O governo federal vai resgatar R$ 1,4 bilhão do Fundo Garantidor de Operações (FGO) e do Fundo de Garantia de Operações de Crédito Educativo (FGEDUC) para compensar a perda de arrecadação gerada com o recuo da semana passada em parte da medida que elevou o Imposto sobre Operações Financeiras (IOF), informou o Ministério da Fazenda à Reuters nesta quarta-feira (28).

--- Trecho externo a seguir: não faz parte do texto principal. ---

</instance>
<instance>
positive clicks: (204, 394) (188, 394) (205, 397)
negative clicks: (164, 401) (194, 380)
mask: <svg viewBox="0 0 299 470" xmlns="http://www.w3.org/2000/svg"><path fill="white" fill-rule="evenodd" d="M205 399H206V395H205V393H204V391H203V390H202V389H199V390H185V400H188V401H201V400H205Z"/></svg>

De acordo com a pasta, o secretário do Tesouro Nacional, Rogério Ceron, enviará ao Banco do Brasil e à Caixa Econômica Federal um ofício solicitando o resgate dos recursos.

Mais cedo, o jornal Valor Econômico havia afirmado que a equipe econômica proporia um bloqueio de R$ 33 bilhões nas despesas, ante os R$ 31,3 bilhões anunciados na semana passada, como forma de equilibrar as contas após a renúncia das receitas decorrente da revisão da medida.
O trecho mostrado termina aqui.